13 Septembre 2017

Cameroun: Endettement - La société civile dénonce l'imprévoyance du gouvernement

Les acteurs de la société civile soutiennent mordicus que si le Cameroun investissait dans des projets productifs, la dette du pays n'aurait pas atteint des proportions inquiétantes ces dernières années.

Le Cameroun, comme plusieurs pays de la Cemac, est entrainé dans une spirale de la dette, qui aujourd'hui est devenue très critique et ne cesse de croître. Elle pourra atteindre un seuil inquiétant à la fin de l'année 2017.

En fait, en mai 2017, le plafond d'endettement du Cameroun pour l'exercice budgétaire de l'année en cours a été revu à la hausse, passant de 1000 milliards de FCFA à 1 700 milliards de FCFA, dont 500 milliards de FCFA d'emprunts concessionnels et 1 200 milliards de FCFA d'emprunts non concessionnels. Toute chose qui, à la fin de cette année 2017, fera accroître de 2% le ratio dettePIB du pays par rapport à la fin d'année 2016 pour le porter à plus de 30%, apprend-on dans le rapport de l'étude de la gestion de la dette en Afrique : cas du Cameroun rédigé par Afrodad (African Forum and Network on Debt and Development).

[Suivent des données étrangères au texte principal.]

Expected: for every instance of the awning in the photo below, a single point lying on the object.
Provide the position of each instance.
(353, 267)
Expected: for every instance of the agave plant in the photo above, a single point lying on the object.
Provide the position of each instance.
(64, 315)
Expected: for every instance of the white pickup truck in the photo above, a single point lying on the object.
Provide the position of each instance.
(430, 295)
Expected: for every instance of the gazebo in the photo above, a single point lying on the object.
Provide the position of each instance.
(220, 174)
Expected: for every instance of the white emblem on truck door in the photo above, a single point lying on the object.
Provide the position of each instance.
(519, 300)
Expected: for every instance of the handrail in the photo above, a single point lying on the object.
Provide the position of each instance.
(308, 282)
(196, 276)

Cette dette aujourd'hui a atteint un niveau critique, selon les spécialistes.

Pourtant, il y a quelques années, les taux de la dette du Cameroun s'étaient un peu allégés. En fait, sous l'initiative Pays pauvres très endettés (IPPTE) et l'initiative d'allégement de la dette multilatérale (IADM) en 2000, les indicateurs d'endettement du Cameroun ont chuté en dessous du seuil critique.

En 2006, le ratio de la dette publique au PIB a baissé à 15,8% contre 51,5% en 2000. Une tendance qui, selon les acteurs de la société civile, se serait poursuivie si le Cameroun était prévoyant dans sa politique économique.

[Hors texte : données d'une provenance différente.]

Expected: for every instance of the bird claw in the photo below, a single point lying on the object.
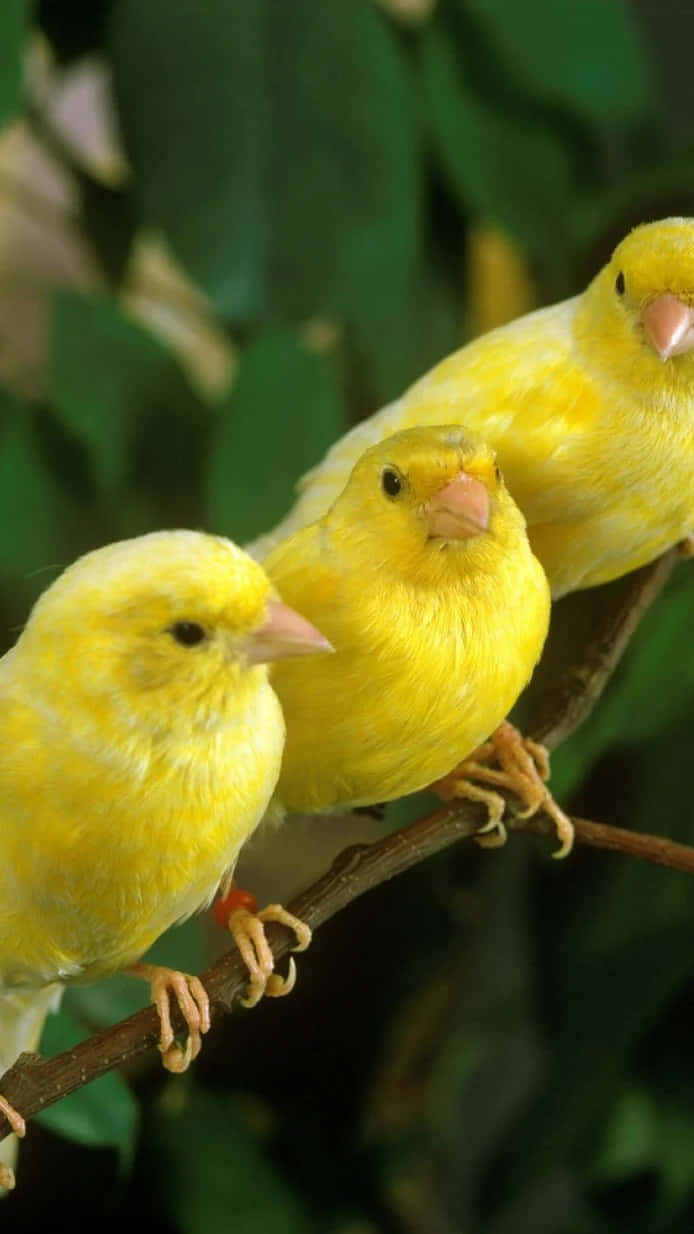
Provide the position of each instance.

Ces dernières années, le Cameroun n'a eu de cesse de s'endetter pour financerses projets d'infrastructures. Il a notamment fait recours à plusieurs emprunts obligataires émis sur le marché financier, ainsi qu'à un eurobond sur le marché international.

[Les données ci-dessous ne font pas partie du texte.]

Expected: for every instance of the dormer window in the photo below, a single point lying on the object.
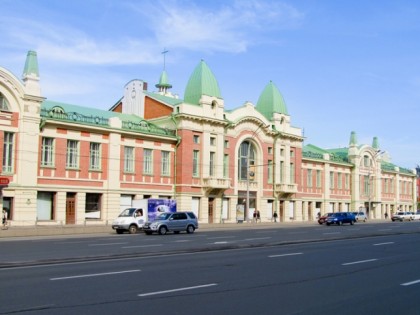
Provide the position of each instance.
(4, 104)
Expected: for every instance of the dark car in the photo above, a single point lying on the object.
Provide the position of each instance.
(172, 222)
(323, 218)
(340, 218)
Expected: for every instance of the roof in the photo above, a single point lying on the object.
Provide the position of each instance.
(202, 82)
(271, 101)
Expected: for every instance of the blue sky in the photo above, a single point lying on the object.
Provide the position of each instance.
(341, 66)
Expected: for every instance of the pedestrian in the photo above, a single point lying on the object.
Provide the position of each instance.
(4, 219)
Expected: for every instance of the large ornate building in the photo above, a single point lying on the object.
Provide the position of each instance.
(69, 164)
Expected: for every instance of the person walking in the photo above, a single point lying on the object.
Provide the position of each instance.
(4, 219)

Cependant, pour les économistes, si le Cameroun se retrouve dans cette situation d'asphyxie de la dette, c'est à cause de l'imprévoyance dans sa politique économique. Il s'agit notamment de la contraction de certains crédits dans le but de financer des projets dont l'étude de faisabilité n'est pas encore achevée. Les économistes soulignent que dans ce cas de figure, on commence à payer les taux d'intérêts alors que l'argent emprunté n'est même pas encore utilisé pour le projet dont il est destiné. Parmi les projets devant être financés par l'eurobond de l'année 2016 par exemple, plusieurs d'entre eux étaient encore en cours d'étude au moment où le Cameroun a achevé cette opération, apprend-on.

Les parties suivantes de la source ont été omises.